Finally, we are left with the locking code itself. We need to check to see if there are any waiters with a higher priority than us. If so, we should spin. If not, we can try to take the lock by storing the address of our my_prio variable. The only subtlety is that we need to atomically set the right bits in the waiters bitfield. By avoiding setting our bit if we don't have to, we have two less atomic instructions in the fast path where the lock is untaken.
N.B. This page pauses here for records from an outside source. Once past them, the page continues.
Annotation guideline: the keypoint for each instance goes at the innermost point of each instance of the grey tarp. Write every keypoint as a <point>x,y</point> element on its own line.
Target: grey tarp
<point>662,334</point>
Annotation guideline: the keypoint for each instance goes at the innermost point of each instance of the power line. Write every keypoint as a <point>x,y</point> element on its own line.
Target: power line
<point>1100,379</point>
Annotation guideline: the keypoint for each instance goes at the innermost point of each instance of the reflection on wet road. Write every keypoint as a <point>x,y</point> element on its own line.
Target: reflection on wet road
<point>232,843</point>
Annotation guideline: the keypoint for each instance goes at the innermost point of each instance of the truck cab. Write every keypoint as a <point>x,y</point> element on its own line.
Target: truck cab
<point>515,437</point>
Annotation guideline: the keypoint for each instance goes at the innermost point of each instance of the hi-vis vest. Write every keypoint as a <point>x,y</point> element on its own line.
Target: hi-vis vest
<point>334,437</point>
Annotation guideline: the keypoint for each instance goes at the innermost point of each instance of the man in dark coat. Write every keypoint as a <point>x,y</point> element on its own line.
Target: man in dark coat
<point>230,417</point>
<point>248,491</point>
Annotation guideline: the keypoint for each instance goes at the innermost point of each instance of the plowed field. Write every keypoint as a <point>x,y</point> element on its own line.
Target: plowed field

static void plock_lock(plock *p)
{
	unsigned long long mask = my_prio.priority - 1;
	
	while (p->waiters & mask)
	{
		cpu_relax();
	}

	if (!cmpxchg(&p->owner, NULL, &my_prio)) return;
	
	atomic_or(&p->waiters, my_prio.priority);
	
	while (1)
	{
		while (p->waiters & mask)
		{
			if (!(my_prio.priority & p->waiters))
			{
				atomic_or(&p->waiters, my_prio.priority);
			}
			
			cpu_relax();
		}

		if (!cmpxchg(&p->owner, NULL, &my_prio))
		{
			atomic_and(&p->waiters, ~my_prio.priority);
			return;
		}
		
		cpu_relax();
	}
}

static void plock_unlock(plock *p)
{
	barrier();
	p->owner = NULL;
}

The above code has an average latency of 21 thousand cycles for the high priority thread in the benchmark. This is quite a bit better than the non-priority ticket lock algorithm. Unfortunately, the above isn't a full solution. There exists a situation where the algorithm breaks down badly.

Priority Inversion Test

A priority inversion happens when a high-priority thread is waiting on a lock owned by a low-priority thread. If the low priority thread cannot make progress (by for example by being blocked by medium priority threads), then the high priority thread also cannot make progress. Since a high priority thread is indirectly blocked by the medium priority threads, this example shows a case where latency guarantees can break down.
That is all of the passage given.